O estudo foi realizado com 141 indivíduos com SM e alto risco de DCV, na faixa etária entre 28 e 76 anos, que foram divididos em dois grupos: 1) grupo nutracêuticos (GN) contendo 71 participantes que receberam suplementação com cápsula do composto nutracêutico ; 2) grupo controle (GC; n= 70), que recebeu suplementação placebo.
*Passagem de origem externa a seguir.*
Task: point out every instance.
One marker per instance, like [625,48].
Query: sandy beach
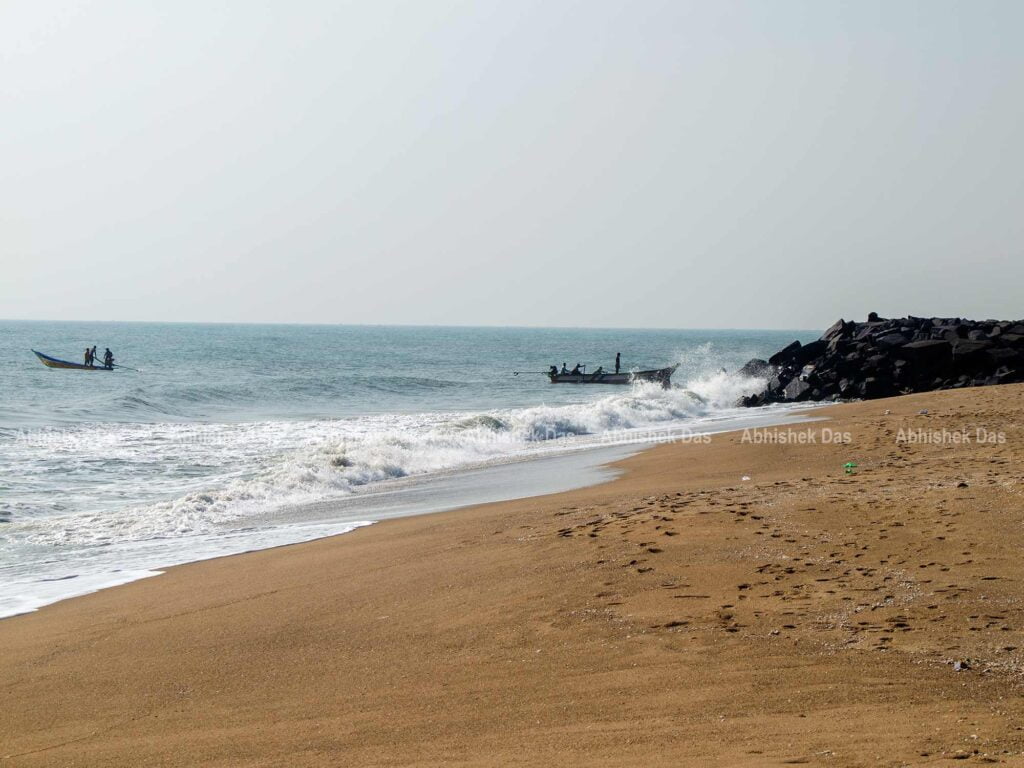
[748,601]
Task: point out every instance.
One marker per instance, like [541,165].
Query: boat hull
[54,363]
[660,376]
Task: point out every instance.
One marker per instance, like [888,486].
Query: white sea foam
[140,497]
[246,470]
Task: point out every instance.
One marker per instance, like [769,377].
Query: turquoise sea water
[226,430]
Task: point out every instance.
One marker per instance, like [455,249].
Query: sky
[678,164]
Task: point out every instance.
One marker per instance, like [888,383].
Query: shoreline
[678,612]
[573,466]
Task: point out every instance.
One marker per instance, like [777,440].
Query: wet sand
[677,615]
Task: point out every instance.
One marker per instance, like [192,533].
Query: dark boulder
[757,369]
[883,357]
[785,355]
[797,390]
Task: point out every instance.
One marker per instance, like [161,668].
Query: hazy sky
[633,163]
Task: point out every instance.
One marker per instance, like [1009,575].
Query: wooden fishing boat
[660,376]
[54,363]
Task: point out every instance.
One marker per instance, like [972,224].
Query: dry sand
[678,615]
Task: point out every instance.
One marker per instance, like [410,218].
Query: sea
[223,438]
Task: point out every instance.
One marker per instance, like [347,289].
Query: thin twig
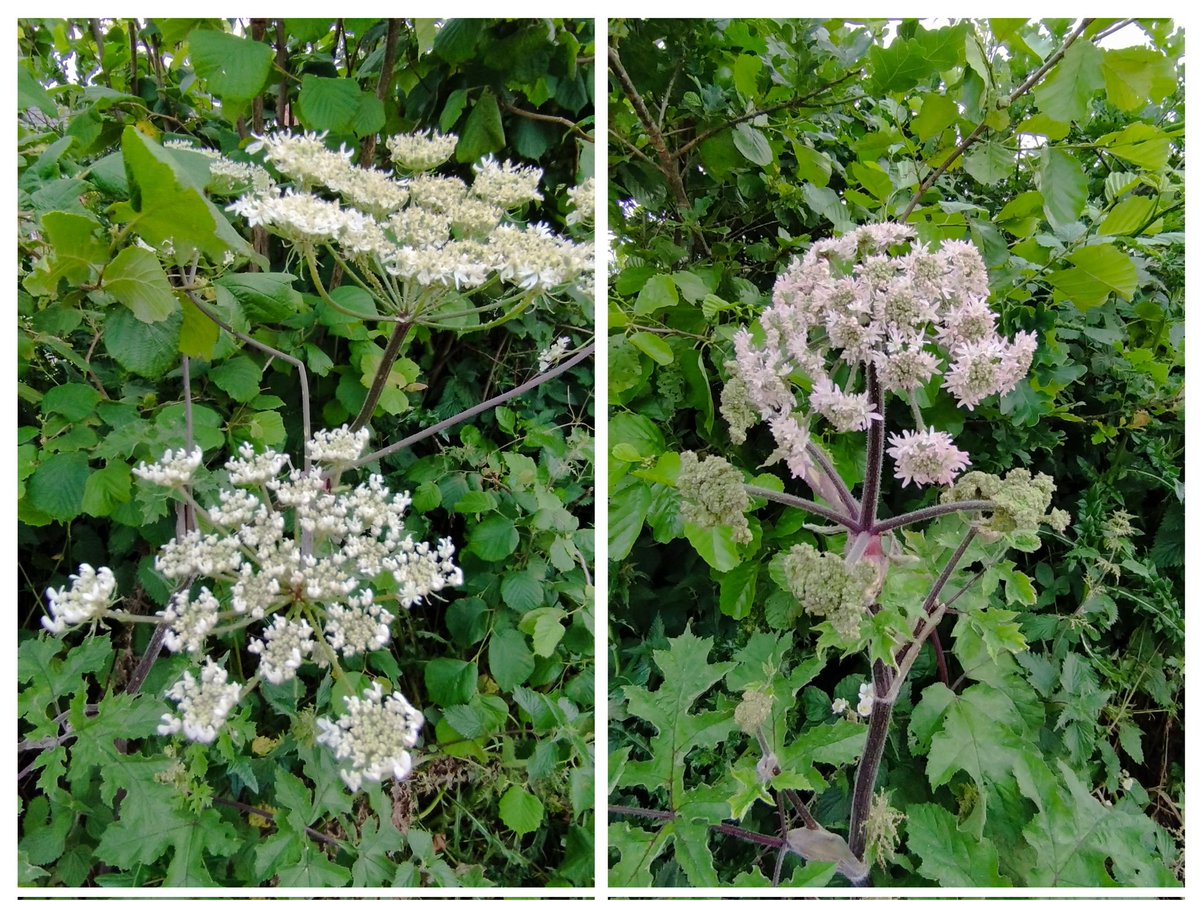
[479,408]
[1025,88]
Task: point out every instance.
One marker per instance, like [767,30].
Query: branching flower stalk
[858,317]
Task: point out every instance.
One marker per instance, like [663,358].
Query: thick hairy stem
[667,163]
[582,354]
[874,454]
[366,156]
[931,512]
[802,504]
[869,764]
[389,358]
[1025,88]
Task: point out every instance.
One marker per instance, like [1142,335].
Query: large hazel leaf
[136,278]
[1063,187]
[1065,92]
[233,67]
[1095,274]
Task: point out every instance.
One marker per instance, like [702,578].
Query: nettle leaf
[521,811]
[687,676]
[949,856]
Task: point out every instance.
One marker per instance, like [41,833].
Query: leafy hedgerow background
[737,143]
[503,667]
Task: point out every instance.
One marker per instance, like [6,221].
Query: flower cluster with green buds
[713,493]
[827,586]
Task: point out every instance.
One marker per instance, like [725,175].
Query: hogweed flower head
[713,493]
[373,738]
[857,304]
[204,703]
[89,598]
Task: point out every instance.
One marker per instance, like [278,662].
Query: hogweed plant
[276,559]
[859,325]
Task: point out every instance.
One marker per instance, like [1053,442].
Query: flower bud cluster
[373,738]
[713,493]
[856,301]
[827,586]
[1021,500]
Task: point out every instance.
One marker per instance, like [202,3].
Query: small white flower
[174,470]
[89,598]
[373,737]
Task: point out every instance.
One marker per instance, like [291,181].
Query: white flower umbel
[173,470]
[337,445]
[283,647]
[190,620]
[89,598]
[421,150]
[204,704]
[359,625]
[420,571]
[373,738]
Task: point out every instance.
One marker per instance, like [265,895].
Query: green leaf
[687,674]
[78,254]
[948,856]
[450,682]
[59,485]
[811,166]
[269,298]
[1127,216]
[75,401]
[198,335]
[233,67]
[989,162]
[937,113]
[1137,74]
[107,488]
[714,544]
[751,144]
[628,508]
[136,278]
[522,590]
[906,62]
[509,659]
[238,377]
[483,133]
[493,539]
[545,628]
[1095,274]
[328,104]
[1067,89]
[166,205]
[1063,187]
[148,349]
[1141,144]
[653,347]
[521,811]
[658,293]
[738,589]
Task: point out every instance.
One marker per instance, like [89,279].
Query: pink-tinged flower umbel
[927,457]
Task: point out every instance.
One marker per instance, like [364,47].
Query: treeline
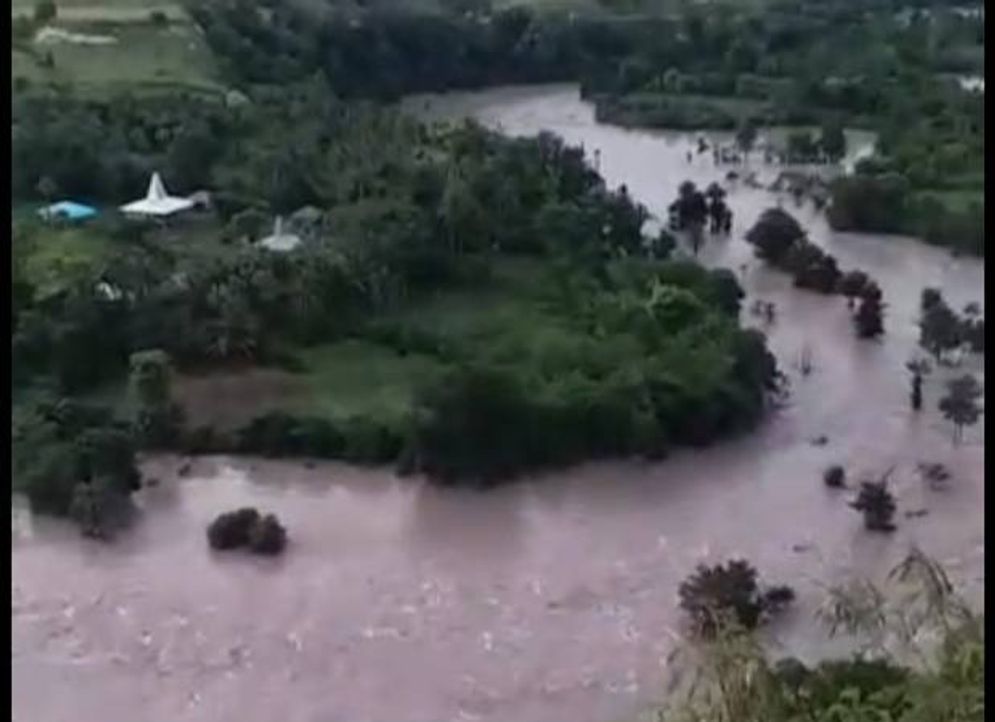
[646,353]
[780,240]
[720,67]
[879,201]
[384,53]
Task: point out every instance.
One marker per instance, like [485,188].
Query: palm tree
[877,504]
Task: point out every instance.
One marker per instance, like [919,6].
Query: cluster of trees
[942,330]
[715,596]
[781,241]
[887,202]
[693,209]
[729,677]
[655,358]
[74,459]
[781,66]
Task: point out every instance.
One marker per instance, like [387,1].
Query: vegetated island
[461,304]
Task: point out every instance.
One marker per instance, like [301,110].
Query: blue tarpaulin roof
[68,209]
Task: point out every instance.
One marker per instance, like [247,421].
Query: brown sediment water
[550,599]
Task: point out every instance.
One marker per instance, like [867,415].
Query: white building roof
[157,202]
[278,240]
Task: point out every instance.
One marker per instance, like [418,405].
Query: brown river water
[551,599]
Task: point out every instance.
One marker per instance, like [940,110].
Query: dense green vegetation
[512,298]
[897,675]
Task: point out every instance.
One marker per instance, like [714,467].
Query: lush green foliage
[732,679]
[69,457]
[609,350]
[960,405]
[247,528]
[714,594]
[779,239]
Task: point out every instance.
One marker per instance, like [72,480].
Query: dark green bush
[232,529]
[267,536]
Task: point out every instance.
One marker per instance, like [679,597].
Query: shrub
[232,529]
[877,505]
[834,476]
[45,11]
[369,441]
[774,234]
[267,536]
[729,590]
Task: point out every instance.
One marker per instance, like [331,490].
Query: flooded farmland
[550,599]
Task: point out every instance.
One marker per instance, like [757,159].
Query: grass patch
[957,201]
[357,378]
[56,258]
[144,55]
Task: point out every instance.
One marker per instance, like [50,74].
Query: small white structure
[157,203]
[279,240]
Todos participantes tomaram 1 comprimido ao dia durante o período de 24 semanas.

No final do estudo, resultados mostraram que houve uma melhora significativa no perfil lipídico de pacientes do GN através da redução no colesterol total (CT- 13,2 mg/dl), LDL (- 13,9 mg/dl), total de frações não-HDL (-15,3 mg/dl) e aumento da fração HDL (+ 2,0 mg/dl). Essas alterações foram também significativas em comparação com o grupo placebo (CT: GN – 13,2 mg/ dL vs GC + 2,7 mg/dL, p <0,01; LDL: GN -13,9 mg /dl vs GC + 1,5 mg/dl, p <0,01; total de frações não-HDL: GN -15,3 mg/dl vs GC + 2,8 mg/dl, p <0,01). Foi encontrado aumento significativo da fração HDL no GN em comparação com o grupo controle (GN: + 2 mg/dL versus GC: 0,13 mg/dL; p <0,05). Não foram observados resultados significativos na resistência insulínica. Os autores do estudo concluíram que houve boa eficácia e segurança da suplementação do composto nutracêutico na melhora do perfil lipídico de indivíduos com SM e alto risco de DCV. Esses resultados estão associados com redução do risco de desenvolvimento e progressão de aterosclerose, especialmente devido a diminuição significativa das partículas LDL pequenas e densas. Mais estudos com acompanhamento a longo prazo ainda são necessários para avaliar os efeitos desse composto nutracêutico na morbimortalidade de doenças cardiovasculares.

Referência: GALLETTI et al. Efficacy of a nutraceutical combination on lipid metabolism in patients with metabolic syndrome: a multicenter, double blind, randomized, placebo controlled trial (2019) 18:66.